The recent rapid digitalisation has reduced the exhaustive paper work in banks, hospitals and most private and public sector organizations seems to diminish as their businesses move online. Digitisation has reduced the manual work – which was time consuming, error prone and inefficient – thus saving millions for corporations. Digitization of the economy has broken the barriers and has successfully curtailed the fear of tech dependency especially among the farming community. Digitalisation is slowly also revolutionising the vast and complex Agriculture sector.

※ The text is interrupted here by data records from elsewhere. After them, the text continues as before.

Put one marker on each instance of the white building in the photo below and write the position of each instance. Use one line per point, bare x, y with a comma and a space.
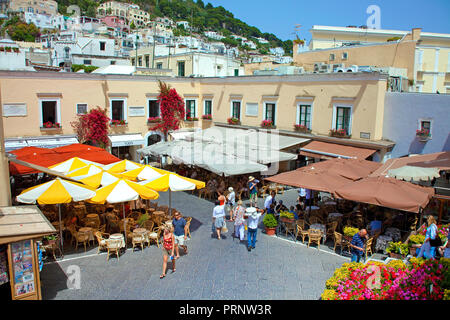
45, 21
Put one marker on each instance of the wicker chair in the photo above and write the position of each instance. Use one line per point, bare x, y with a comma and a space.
301, 231
101, 240
138, 239
154, 236
340, 241
113, 247
81, 237
314, 236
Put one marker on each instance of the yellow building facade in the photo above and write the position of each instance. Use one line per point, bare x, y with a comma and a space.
319, 101
425, 55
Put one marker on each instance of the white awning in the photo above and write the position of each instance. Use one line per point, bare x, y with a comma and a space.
122, 140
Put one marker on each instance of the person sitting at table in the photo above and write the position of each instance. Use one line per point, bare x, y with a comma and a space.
280, 207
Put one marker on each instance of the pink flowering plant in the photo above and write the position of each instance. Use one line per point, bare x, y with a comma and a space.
419, 280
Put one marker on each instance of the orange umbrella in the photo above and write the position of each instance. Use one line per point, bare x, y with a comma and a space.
387, 192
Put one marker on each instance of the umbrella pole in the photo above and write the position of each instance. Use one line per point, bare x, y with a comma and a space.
60, 231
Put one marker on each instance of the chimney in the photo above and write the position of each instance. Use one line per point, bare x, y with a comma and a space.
416, 34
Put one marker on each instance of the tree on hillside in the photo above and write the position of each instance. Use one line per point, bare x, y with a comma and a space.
172, 109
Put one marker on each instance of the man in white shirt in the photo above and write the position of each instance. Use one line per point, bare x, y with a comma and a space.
231, 198
218, 218
252, 227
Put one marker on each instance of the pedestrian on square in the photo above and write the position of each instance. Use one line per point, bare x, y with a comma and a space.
168, 249
239, 221
218, 219
426, 250
357, 245
180, 233
231, 198
252, 227
253, 190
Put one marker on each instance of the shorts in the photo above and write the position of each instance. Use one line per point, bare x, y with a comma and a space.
179, 240
166, 252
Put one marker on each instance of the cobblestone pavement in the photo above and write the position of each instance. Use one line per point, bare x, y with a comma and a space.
213, 269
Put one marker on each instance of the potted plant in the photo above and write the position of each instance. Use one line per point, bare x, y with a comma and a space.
415, 241
153, 119
397, 250
423, 134
270, 223
287, 217
233, 121
50, 239
340, 133
267, 124
301, 128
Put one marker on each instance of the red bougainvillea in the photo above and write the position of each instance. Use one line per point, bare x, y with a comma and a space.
172, 109
92, 127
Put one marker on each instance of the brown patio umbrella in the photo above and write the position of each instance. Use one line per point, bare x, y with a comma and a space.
387, 192
353, 169
311, 178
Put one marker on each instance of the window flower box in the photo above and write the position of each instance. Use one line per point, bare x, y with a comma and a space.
118, 123
423, 135
235, 121
151, 120
268, 124
301, 128
51, 126
339, 133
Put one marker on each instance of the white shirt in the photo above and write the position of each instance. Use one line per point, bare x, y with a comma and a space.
268, 202
231, 197
253, 222
219, 211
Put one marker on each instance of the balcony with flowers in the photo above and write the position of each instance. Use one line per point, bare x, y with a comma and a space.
50, 126
339, 133
301, 128
423, 135
267, 124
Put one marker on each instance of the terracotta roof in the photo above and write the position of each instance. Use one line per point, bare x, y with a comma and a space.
327, 150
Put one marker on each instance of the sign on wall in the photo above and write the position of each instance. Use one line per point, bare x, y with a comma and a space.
14, 109
136, 111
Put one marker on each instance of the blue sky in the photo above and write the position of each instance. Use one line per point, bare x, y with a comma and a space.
280, 17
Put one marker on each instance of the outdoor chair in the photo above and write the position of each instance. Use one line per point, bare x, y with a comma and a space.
314, 236
113, 246
340, 241
138, 240
154, 236
101, 240
81, 237
302, 232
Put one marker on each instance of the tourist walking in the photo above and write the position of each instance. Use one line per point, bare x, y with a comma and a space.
253, 190
180, 233
252, 227
427, 250
357, 245
239, 221
231, 198
168, 249
218, 219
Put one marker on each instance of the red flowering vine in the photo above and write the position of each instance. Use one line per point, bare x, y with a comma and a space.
172, 109
92, 127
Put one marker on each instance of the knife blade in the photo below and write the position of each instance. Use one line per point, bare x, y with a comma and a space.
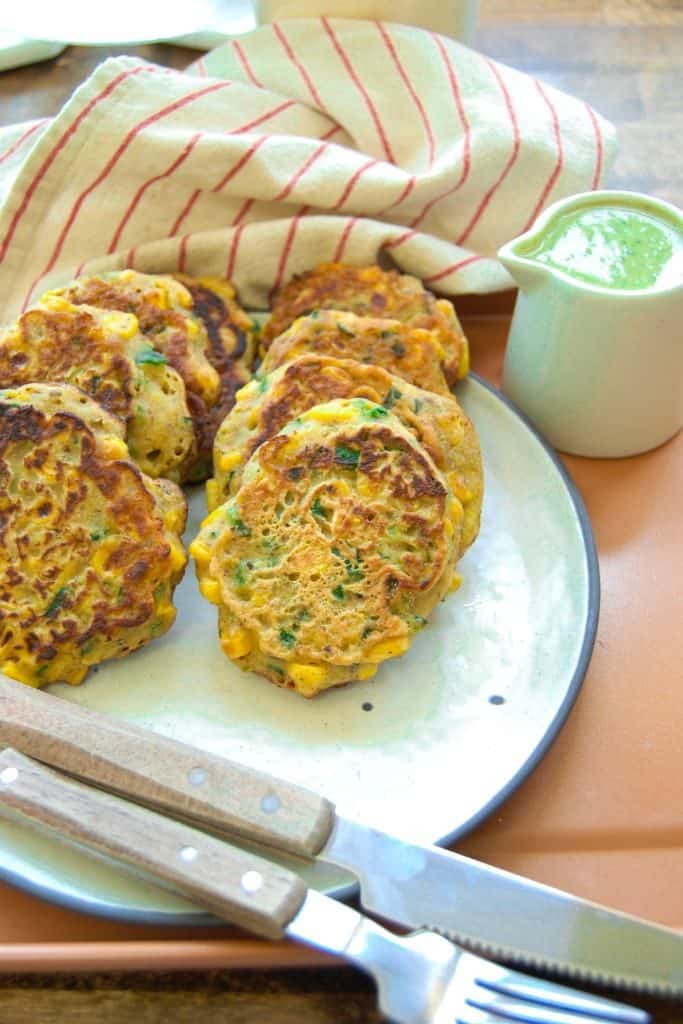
421, 978
415, 886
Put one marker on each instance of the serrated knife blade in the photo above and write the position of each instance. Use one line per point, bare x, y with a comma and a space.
505, 915
415, 886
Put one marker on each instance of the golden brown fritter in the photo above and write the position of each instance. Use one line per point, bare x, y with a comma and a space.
339, 542
104, 354
89, 546
230, 352
164, 310
267, 403
406, 351
369, 291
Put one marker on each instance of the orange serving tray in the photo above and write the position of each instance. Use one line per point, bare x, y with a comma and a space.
601, 815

The United Nations projects that by the year 2050 the population of the world will be 9.7 Billion. With relevance of over 60 percent of world population on agriculture for food, the pressure to increase the produce to meet demands doesn’t seem to ease. Coupled with climate change, which is leading to rise in global temperatures, levels of carbon dioxide and frequency of droughts and floods, along with increasing labor costs, high production cost, and  unpredictability poses a major challenge to the future of agriculture. Hence, the goal is to increase productivity in a sustainable way.

Digital agriculture helps

To increase sustainability with very precise and calculated set of practices designed specifically for a plot that needs to be followed, recorded and analysed digitally. Digi-farming can be done through installation of network connected ‘smart’ devices as part of IoT (Internet of Things) or there can be Software-as-a-service (SaaS) based agtech. IoT uses smart equipment to be placed on the fields to record data, this data is then analysed through an analytical dashboard that displays the results. Agri-SaaS utilizes machine learning, stored data, satellite imagery and weather analysis for performing predictive analysis.